Perdana Menteri Benjamin Netanyahu memimpin perang Gaza dengan penekanan pada tujuan taktis jangka pendek, meskipun ada tekanan dari sekutu terdekatnya, Amerika Serikat, dan Israel.
Pemerintahan persatuan yang dibentuk setelah serangan 7 Oktober runtuh setelah anggotanya dan saingan utama Netanyahu, Benny Gantz, menuntut rencana masa depan wilayah tersebut pascaperang. Ketika perdana menteri menolak, dia meninggalkan kabinet perang.
Bencana kemanusiaan yang disebabkan oleh operasi ini telah mengisolasi Israel secara internasional dari Iran, meskipun ada banyak penguasa di wilayah tersebut yang secara pribadi mendukung apa pun yang melemahkan Teheran.
Yordania berbatasan dengan Israel, telah menormalisasi hubungan diplomatik, dan pada bulan April bergabung dengan koalisi militer untuk melindungi Yordania dari serangan rudal Iran.
Ketika Israel bersiap memasuki Lebanon, Menteri Luar Negeri Yordania Ayman Safadi mempertanyakan apakah negara tetangganya itu mencari keamanan atau superioritas militer.
“Perdana Menteri Israel datang ke sini hari ini dan mengatakan bahwa Israel dikepung oleh kekuatan yang ingin menghancurkannya,” kata Safadi kepada wartawan di PBB atas nama 57 negara anggota Komite Arab Islam, “katanya.
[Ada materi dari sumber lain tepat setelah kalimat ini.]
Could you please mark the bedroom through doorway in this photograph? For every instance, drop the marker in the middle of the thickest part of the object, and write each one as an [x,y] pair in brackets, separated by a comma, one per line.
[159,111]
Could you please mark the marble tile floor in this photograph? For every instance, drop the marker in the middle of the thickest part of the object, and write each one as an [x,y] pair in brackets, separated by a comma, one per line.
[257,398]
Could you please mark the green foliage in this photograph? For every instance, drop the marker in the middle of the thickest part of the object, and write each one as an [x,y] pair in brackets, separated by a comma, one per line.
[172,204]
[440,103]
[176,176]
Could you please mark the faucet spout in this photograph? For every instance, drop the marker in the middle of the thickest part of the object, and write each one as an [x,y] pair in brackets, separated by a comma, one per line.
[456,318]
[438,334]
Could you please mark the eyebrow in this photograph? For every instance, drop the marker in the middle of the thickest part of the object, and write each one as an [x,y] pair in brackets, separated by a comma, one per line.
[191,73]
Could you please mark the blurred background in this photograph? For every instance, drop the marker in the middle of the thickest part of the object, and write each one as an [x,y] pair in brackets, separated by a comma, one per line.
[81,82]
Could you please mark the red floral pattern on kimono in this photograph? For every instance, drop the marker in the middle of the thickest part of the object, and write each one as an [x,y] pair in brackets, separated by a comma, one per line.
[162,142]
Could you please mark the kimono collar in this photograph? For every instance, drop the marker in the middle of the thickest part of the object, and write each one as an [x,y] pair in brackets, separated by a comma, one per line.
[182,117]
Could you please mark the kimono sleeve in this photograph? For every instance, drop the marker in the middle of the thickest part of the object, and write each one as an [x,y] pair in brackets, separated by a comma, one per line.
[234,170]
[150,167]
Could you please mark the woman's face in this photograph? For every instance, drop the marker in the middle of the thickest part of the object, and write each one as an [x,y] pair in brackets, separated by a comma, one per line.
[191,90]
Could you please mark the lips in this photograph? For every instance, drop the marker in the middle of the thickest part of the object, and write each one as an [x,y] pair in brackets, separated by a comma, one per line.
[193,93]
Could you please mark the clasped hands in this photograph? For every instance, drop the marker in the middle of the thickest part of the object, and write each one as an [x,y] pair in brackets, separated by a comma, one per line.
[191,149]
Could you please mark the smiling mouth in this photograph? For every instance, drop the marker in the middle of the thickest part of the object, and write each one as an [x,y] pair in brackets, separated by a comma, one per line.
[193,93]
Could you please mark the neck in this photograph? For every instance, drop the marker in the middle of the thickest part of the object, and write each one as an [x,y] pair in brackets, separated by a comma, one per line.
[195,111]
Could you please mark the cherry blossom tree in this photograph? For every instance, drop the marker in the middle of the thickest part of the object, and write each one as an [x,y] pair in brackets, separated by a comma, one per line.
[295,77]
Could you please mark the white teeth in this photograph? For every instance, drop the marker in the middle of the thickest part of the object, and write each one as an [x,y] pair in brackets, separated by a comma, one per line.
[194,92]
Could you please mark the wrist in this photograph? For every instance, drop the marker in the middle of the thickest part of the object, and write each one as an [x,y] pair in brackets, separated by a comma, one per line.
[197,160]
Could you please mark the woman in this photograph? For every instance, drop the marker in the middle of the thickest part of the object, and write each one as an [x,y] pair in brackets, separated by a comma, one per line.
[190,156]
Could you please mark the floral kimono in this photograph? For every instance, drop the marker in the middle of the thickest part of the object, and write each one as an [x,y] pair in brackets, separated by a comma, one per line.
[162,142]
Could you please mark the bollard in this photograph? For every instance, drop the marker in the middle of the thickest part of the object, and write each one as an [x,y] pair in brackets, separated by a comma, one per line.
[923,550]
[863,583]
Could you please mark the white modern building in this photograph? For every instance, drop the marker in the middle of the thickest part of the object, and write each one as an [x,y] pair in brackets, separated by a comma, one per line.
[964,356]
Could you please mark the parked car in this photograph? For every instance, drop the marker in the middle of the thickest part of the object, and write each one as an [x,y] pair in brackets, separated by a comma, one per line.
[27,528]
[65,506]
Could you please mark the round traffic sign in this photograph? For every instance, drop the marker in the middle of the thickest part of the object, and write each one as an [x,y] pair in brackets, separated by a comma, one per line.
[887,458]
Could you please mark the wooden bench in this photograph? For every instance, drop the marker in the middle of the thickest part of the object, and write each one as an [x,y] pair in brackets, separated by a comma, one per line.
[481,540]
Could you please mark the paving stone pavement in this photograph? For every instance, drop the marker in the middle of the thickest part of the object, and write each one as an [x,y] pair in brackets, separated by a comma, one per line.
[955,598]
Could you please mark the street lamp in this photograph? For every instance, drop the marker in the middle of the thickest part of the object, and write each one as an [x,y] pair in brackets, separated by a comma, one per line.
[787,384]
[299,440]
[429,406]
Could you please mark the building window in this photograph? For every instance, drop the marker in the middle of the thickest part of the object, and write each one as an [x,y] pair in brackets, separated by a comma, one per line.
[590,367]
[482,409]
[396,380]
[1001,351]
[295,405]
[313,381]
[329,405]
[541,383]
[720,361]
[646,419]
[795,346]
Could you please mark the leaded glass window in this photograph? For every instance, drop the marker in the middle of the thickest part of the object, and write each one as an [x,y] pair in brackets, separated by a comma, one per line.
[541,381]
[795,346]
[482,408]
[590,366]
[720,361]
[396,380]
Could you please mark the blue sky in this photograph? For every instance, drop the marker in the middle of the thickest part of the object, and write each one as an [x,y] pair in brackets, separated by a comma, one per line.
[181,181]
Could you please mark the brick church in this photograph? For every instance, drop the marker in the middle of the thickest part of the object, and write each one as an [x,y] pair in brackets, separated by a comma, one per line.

“Apa yang bisa saya katakan dengan jelas adalah bahwa kita semua bersedia menjamin keamanan Israel sekarang, asalkan Israel mengakhiri pendudukannya dan mengakui munculnya negara Palestina yang merdeka.
“Jika dia tidak menginginkan solusi dua negara, bisakah Anda bertanya kepada pejabat Israel apa tujuan akhir mereka selain perang, perang, perang?”